En 2005, dernière année pour laquelle on dispose de chiffres complets, les entreprises québécoises ont investi 4,2 milliards en recherche industrielle. Ce montant représente un léger recul par rapport aux 4,3 milliards de l'année précédente. N'empêche: sur une période plus longue, la progression est manifeste. En 1991, les mêmes dépenses atteignaient à peine 1,5 milliard; c'est dire qu'elles ont triplé en une quinzaine d'années. Même en tenant compte de l'inflation, il s'agit d'une poussée considérable.

En quasi-totalité, cet argent provient des entreprises. Cela se comprend: la recherche industrielle vise à améliorer des produits existants et à en créer de nouveaux; ultimement, elle vise donc à augmenter les ventes et les profits de l'entreprise. C'est donc à l'entreprise de financer ces travaux. Il existe bien quelques programmes d'aide gouvernementale, mais ceux-ci sont négligeables: sur les 4,2 milliards de dépenses dont nous venons de parler, les contributions des gouvernements (fédéral et provincial réunis) dépassent à peine 150 millions. Autrement dit, les entreprises privées assument 97% du financement de la recherche industrielle.

On aura une bien meilleure idée de l'effort québécois en calculant les DIRDE par rapport à la taille de l'économie.

Par exemple, l'Ontario, toujours en 2005, a investi 8 milliards en recherche industrielle. C'est presque deux fois plus que le Québec. Mais le produit intérieur brut (PIB) ontarien représente le double, et même plus, du PIB québécois. En conséquence, les dépenses de recherche atteignent 1,53% du PIB au Québec, contre 1,5% en Ontario. La moyenne canadienne est de 1,12% parce qu'il se fait peu de DIRDE dans les autres provinces.

Compte tenu de sa capacité de payer, le Québec fait donc aussi bien, et même un peu mieux, que l'Ontario, et distance nettement le reste du Canada.

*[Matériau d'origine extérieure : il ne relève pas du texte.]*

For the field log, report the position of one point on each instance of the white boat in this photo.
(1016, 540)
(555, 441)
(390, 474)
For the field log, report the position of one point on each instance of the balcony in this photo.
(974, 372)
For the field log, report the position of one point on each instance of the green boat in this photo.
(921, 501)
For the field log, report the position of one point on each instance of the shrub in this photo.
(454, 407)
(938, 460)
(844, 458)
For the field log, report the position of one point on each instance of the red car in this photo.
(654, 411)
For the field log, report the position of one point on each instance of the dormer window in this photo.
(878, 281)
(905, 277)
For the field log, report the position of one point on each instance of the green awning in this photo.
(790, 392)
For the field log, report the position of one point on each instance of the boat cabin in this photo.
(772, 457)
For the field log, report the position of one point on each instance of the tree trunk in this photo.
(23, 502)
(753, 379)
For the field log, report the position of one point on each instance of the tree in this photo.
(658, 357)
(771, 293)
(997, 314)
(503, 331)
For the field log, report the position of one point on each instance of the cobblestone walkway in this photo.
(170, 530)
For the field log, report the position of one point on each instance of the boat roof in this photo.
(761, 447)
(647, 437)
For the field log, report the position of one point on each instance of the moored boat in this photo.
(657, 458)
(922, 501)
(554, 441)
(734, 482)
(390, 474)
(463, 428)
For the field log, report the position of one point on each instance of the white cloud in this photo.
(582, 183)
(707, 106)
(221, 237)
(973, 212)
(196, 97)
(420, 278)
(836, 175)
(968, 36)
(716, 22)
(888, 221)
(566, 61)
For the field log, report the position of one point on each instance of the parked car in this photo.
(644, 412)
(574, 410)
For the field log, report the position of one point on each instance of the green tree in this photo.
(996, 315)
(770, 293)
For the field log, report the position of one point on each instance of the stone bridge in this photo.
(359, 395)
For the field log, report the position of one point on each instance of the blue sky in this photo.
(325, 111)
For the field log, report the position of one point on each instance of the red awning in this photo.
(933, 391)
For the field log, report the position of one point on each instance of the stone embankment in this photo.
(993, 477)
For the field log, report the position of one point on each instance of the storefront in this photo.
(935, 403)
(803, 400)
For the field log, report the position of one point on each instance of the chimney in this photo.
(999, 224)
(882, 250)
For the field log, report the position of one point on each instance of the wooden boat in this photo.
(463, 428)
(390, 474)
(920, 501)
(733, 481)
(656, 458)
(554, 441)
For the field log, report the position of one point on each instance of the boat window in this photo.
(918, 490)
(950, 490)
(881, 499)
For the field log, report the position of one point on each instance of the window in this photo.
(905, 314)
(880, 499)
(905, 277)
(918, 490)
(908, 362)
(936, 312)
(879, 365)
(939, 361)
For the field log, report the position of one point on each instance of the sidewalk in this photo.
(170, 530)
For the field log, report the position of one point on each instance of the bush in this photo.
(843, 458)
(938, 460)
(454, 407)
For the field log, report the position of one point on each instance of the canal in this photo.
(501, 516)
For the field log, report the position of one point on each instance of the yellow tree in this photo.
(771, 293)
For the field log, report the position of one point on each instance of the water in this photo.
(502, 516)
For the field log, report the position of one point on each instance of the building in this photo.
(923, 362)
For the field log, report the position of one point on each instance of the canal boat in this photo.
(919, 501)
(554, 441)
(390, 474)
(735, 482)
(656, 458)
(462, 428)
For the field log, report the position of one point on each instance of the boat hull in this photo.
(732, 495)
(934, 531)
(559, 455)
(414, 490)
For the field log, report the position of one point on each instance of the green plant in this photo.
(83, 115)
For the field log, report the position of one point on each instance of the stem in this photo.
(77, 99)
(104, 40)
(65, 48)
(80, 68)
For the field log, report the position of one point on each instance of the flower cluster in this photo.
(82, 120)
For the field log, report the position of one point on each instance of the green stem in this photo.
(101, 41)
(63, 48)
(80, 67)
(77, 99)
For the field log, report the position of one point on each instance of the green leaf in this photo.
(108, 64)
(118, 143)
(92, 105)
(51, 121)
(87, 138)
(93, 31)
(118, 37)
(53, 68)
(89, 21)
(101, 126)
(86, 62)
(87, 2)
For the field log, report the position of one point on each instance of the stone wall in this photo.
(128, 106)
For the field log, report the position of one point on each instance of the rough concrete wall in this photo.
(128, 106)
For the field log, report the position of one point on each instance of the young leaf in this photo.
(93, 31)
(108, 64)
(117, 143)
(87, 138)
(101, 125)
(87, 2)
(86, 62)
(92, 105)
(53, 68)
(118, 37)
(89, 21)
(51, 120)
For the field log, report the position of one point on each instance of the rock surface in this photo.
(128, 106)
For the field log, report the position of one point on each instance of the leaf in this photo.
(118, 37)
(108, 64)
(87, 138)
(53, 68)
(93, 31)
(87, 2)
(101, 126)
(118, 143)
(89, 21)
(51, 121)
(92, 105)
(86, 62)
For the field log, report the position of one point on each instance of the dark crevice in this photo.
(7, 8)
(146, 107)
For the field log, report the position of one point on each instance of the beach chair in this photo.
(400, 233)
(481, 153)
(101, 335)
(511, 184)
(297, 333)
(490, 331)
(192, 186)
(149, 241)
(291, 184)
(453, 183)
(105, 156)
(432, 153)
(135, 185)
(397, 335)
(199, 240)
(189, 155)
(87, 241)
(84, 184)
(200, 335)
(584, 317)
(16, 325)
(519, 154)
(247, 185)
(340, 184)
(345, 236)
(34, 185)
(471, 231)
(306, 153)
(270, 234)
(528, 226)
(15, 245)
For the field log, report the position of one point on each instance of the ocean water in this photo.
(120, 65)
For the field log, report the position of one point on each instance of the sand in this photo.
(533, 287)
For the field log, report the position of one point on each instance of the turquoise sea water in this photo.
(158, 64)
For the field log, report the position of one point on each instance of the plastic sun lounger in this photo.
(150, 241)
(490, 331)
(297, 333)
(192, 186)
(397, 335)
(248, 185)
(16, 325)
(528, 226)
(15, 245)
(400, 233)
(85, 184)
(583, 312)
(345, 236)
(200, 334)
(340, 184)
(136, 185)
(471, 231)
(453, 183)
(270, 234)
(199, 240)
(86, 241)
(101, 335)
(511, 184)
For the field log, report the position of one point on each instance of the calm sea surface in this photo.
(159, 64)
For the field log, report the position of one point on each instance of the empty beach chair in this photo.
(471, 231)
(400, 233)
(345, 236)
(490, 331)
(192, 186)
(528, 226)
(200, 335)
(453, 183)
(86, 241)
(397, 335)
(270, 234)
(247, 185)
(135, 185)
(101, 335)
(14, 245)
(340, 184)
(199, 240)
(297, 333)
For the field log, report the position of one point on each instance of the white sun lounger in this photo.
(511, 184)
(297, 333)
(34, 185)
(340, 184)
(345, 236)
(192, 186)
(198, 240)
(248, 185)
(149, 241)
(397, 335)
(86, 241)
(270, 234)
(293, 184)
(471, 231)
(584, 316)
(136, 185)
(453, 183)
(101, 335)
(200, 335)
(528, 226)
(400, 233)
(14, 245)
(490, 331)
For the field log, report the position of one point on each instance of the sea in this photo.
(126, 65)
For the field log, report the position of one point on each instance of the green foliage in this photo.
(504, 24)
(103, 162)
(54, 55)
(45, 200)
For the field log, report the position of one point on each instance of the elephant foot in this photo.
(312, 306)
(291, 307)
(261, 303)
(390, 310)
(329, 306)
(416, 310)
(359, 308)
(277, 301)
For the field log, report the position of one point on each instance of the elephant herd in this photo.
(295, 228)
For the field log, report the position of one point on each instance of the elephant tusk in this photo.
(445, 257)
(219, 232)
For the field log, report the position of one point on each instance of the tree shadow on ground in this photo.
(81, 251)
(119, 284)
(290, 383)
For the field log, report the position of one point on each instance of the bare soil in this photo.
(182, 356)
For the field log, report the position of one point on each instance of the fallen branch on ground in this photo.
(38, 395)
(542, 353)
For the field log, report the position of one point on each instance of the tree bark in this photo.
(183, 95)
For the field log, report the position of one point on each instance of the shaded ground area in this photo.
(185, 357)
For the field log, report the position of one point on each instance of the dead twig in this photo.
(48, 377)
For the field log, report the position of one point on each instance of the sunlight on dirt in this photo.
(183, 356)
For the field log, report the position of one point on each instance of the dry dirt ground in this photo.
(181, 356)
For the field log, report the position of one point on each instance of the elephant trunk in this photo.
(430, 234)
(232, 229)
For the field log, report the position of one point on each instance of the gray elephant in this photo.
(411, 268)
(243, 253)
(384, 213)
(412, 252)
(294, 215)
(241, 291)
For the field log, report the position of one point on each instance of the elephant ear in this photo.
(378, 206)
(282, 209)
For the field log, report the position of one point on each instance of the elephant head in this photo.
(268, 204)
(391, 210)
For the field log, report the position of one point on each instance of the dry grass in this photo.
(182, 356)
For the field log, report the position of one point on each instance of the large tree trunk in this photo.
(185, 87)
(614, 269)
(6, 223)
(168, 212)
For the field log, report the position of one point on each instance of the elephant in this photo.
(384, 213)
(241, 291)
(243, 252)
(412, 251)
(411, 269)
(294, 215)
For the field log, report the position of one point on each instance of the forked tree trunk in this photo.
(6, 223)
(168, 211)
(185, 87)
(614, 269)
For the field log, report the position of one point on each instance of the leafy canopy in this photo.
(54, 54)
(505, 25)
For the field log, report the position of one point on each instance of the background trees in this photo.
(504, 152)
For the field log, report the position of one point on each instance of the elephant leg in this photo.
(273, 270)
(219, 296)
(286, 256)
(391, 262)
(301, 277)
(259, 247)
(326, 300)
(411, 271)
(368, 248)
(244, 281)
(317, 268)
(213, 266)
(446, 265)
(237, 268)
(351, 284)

Encore ici, il est important de voir comment les choses ont évolué avec le temps. En 1991, les chiffres correspondants étaient de 0,98% pour le Québec et de 1,04% pour l'Ontario. Il y a donc eu un net revirement en faveur du Québec.

Deux ombres au tableau:

> La somme investie en recherche par les entreprises québécoises est demeurée pratiquement inchangée depuis 2001; cela signifie que, par rapport à la taille de l'économie, elle perd de la valeur année après année. L'année-record à ce chapitre est 2001, avec des dépenses correspondant à 1,80% du PIB. Même si la situation s'est nettement améliorée depuis le début des années 90, le recul des récentes années est inquiétant.

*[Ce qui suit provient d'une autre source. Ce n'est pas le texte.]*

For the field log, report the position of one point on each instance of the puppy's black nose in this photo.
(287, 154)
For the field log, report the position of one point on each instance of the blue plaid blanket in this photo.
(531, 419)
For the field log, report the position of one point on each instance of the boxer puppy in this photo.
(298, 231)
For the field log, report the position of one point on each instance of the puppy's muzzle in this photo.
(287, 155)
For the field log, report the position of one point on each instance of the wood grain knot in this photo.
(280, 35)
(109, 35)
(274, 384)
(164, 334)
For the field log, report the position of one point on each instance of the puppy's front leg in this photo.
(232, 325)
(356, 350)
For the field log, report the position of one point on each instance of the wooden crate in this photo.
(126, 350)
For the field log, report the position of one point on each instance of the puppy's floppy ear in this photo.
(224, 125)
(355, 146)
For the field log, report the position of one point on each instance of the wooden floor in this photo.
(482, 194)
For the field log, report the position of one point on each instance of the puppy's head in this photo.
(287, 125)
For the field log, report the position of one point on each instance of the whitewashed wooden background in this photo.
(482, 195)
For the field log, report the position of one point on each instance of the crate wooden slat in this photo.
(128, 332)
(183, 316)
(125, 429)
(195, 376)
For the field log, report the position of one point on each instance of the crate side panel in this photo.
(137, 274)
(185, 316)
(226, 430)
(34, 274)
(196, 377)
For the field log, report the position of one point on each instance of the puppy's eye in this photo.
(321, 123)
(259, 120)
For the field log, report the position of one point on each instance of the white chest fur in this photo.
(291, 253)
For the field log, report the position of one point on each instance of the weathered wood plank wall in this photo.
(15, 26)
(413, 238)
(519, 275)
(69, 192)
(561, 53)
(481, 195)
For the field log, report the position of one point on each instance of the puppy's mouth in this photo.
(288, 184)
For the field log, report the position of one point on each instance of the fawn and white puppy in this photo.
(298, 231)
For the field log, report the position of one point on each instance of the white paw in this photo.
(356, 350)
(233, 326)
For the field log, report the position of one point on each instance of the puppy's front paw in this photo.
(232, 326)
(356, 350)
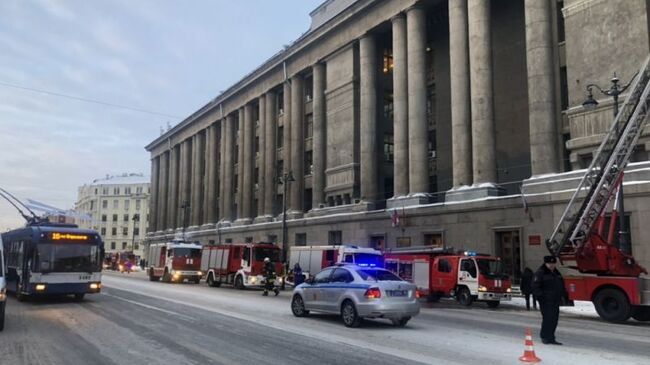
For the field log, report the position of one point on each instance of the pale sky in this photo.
(165, 57)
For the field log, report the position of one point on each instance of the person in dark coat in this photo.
(527, 287)
(298, 278)
(548, 288)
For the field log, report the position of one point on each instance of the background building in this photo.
(437, 111)
(118, 208)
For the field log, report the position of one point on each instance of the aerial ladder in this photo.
(610, 278)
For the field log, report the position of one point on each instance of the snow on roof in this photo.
(124, 179)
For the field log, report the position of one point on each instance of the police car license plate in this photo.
(396, 293)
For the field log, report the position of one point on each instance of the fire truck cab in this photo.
(313, 259)
(239, 264)
(466, 276)
(175, 261)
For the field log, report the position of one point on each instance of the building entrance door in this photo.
(508, 247)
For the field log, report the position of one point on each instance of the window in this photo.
(444, 265)
(323, 276)
(301, 239)
(335, 237)
(341, 276)
(309, 126)
(279, 141)
(433, 239)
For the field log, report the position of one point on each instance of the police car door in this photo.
(468, 275)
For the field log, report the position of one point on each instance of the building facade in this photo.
(434, 115)
(118, 208)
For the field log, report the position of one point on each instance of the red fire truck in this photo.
(239, 264)
(175, 261)
(466, 276)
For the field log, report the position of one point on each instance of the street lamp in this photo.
(284, 180)
(590, 103)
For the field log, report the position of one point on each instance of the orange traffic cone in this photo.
(529, 350)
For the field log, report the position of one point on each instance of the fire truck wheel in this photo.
(641, 313)
(298, 306)
(401, 322)
(612, 305)
(464, 297)
(349, 314)
(493, 304)
(239, 282)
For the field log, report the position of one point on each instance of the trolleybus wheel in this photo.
(612, 305)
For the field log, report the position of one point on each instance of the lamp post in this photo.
(284, 180)
(590, 103)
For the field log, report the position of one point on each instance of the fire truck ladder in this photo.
(605, 172)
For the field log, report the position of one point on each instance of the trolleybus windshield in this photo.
(67, 257)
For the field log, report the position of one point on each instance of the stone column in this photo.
(400, 108)
(261, 162)
(297, 143)
(162, 191)
(240, 164)
(368, 104)
(461, 125)
(249, 162)
(480, 47)
(541, 87)
(286, 120)
(210, 198)
(417, 101)
(153, 203)
(172, 207)
(319, 144)
(198, 151)
(228, 171)
(270, 145)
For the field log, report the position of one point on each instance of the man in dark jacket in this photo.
(548, 289)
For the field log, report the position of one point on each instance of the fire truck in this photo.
(465, 276)
(174, 261)
(314, 258)
(239, 264)
(608, 277)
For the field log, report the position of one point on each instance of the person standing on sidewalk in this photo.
(527, 287)
(548, 288)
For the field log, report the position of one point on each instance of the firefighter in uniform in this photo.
(548, 289)
(269, 277)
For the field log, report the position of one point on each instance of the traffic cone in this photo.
(529, 350)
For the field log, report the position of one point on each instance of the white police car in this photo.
(357, 292)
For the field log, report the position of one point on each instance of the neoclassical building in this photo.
(409, 122)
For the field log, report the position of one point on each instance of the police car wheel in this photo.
(349, 314)
(298, 306)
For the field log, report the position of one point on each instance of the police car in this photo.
(357, 292)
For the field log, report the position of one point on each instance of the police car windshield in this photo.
(377, 275)
(492, 269)
(187, 252)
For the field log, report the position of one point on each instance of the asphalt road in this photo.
(138, 322)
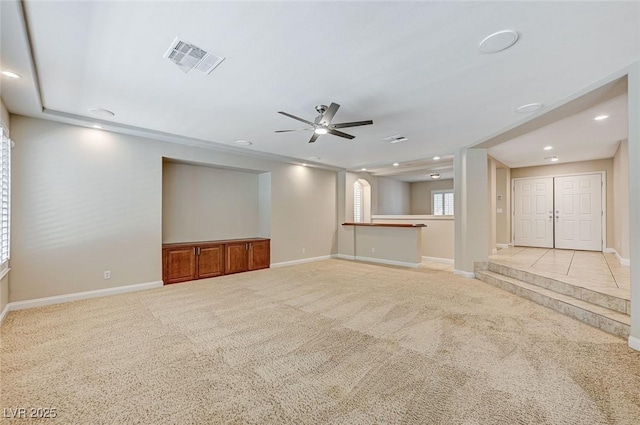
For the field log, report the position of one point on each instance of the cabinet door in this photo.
(259, 255)
(179, 264)
(210, 260)
(236, 257)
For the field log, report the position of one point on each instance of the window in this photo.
(442, 202)
(5, 187)
(357, 202)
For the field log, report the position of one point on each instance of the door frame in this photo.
(603, 198)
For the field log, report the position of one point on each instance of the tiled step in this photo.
(612, 302)
(595, 315)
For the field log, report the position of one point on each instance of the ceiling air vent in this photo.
(187, 57)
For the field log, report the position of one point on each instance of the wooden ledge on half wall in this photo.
(385, 224)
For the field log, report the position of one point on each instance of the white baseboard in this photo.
(634, 343)
(464, 274)
(39, 302)
(5, 310)
(622, 261)
(438, 260)
(344, 256)
(301, 261)
(388, 262)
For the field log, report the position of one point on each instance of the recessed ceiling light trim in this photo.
(11, 74)
(102, 112)
(498, 41)
(529, 107)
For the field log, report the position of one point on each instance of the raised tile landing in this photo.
(587, 269)
(589, 286)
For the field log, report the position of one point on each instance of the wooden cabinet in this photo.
(259, 255)
(184, 262)
(210, 260)
(178, 264)
(237, 257)
(245, 255)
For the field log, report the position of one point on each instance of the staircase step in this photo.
(612, 302)
(603, 318)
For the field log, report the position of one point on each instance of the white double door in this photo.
(559, 212)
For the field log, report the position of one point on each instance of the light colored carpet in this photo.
(332, 342)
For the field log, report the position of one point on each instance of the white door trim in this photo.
(603, 192)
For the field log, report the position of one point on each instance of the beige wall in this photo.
(85, 201)
(605, 165)
(4, 282)
(4, 115)
(394, 196)
(421, 195)
(437, 237)
(503, 222)
(621, 200)
(205, 203)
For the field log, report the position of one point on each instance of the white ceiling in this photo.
(412, 67)
(575, 138)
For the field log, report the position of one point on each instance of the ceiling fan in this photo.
(322, 123)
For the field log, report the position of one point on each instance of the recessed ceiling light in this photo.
(395, 139)
(101, 112)
(529, 107)
(11, 74)
(498, 41)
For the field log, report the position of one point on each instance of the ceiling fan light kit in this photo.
(322, 123)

> Par rapport aux autres pays, le Québec ne casse rien. Certes, là aussi, il y a eu rattrapage important. En 1991, les DIRDE atteignaient 0,98% du PIB au Québec, un retard considérable sur le moyenne de 1,49% observée à l'époque dans les pays de l'OCDE. Quinze ans plus tard, la proportion québécoise de 1,53% se situe exactement au même niveau que la moyenne de l'OCDE. Malgré ce rattrapage, le Québec continue d'accuser un retard, suivant de loin des pays comme la Suède (2,73% du PIB), le Japon (2,54%), la Corée du Sud (2,29%), la Suisse (2,14%), l'Allemagne (1,72%), pour ne nommer que ceux-là. Si le Québec parvenait à obtenir un résultat comparable à celui de la Suède, ce seraient 3,3 milliards additionnels qui seraient investis en recherche industrielle. Autre danger: les entreprises américaines, de loin les plus redoutables concurrentes des entreprises québécoises, sont nettement en avance avec 1,83%.

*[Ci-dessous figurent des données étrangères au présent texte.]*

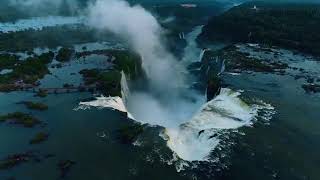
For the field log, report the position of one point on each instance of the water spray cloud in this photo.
(143, 33)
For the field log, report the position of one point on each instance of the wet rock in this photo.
(310, 80)
(65, 54)
(39, 138)
(14, 160)
(20, 118)
(311, 88)
(35, 105)
(64, 166)
(41, 93)
(129, 133)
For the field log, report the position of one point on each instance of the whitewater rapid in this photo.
(194, 139)
(191, 125)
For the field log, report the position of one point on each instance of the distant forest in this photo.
(289, 25)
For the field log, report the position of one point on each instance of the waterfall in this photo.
(125, 91)
(202, 54)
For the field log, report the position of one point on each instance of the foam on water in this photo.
(38, 23)
(193, 139)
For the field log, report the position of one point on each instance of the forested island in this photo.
(288, 25)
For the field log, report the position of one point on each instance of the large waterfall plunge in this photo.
(191, 136)
(190, 123)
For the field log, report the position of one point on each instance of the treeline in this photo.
(289, 25)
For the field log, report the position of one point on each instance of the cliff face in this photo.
(288, 25)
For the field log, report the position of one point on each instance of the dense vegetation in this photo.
(39, 138)
(23, 72)
(106, 81)
(65, 54)
(20, 118)
(289, 25)
(35, 105)
(50, 37)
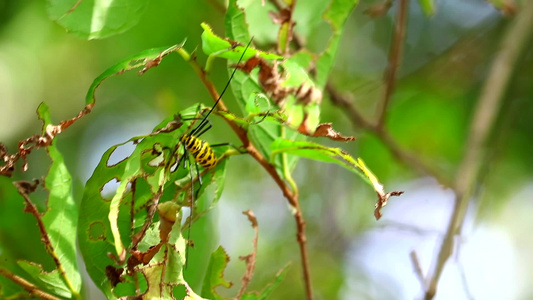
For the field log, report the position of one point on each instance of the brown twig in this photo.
(252, 151)
(24, 188)
(396, 150)
(250, 258)
(418, 270)
(485, 113)
(28, 286)
(395, 57)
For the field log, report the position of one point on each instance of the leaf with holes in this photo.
(147, 59)
(115, 224)
(338, 156)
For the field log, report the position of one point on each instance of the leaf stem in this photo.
(289, 194)
(28, 286)
(31, 208)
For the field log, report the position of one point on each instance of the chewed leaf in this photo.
(52, 280)
(219, 47)
(61, 217)
(336, 15)
(146, 59)
(326, 130)
(428, 6)
(215, 274)
(91, 19)
(265, 293)
(338, 156)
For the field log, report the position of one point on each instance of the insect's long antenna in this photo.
(227, 85)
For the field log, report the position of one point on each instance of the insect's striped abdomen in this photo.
(200, 150)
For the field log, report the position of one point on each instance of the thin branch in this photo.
(24, 188)
(252, 151)
(395, 57)
(397, 151)
(418, 270)
(28, 286)
(250, 258)
(485, 113)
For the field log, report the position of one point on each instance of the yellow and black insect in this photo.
(199, 149)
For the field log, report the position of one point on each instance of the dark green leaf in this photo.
(215, 274)
(61, 217)
(265, 293)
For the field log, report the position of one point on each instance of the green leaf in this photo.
(61, 216)
(214, 275)
(214, 45)
(428, 6)
(147, 59)
(51, 280)
(105, 226)
(326, 154)
(94, 19)
(265, 293)
(336, 14)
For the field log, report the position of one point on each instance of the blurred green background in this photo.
(446, 59)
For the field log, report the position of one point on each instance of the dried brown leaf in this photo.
(382, 201)
(326, 130)
(249, 259)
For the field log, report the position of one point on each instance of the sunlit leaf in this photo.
(338, 156)
(265, 293)
(61, 217)
(336, 15)
(52, 280)
(96, 19)
(146, 59)
(428, 6)
(214, 276)
(219, 47)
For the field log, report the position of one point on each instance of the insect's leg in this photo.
(231, 145)
(190, 217)
(262, 119)
(200, 129)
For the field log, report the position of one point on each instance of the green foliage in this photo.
(130, 229)
(92, 19)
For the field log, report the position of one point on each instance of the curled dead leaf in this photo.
(326, 130)
(382, 201)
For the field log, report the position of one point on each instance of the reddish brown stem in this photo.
(252, 151)
(32, 289)
(485, 113)
(395, 57)
(396, 150)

Enfin, comme on s'en doute, l'effort québécois de recherche industrielle est massivement concentré dans la région de Montréal. Sur des dépenses de 4,2 milliards, Montréal, Laval et la Montérégie absorbent à elles seules 3,5 milliards. Pour chaque tranche de 1000 travailleurs, on trouve 34 chercheurs à Montréal, 13 à Laval, 9 en Montérégie, mais seulement 0,7 en Gaspésie et 0,2 sur la Côte-Nord.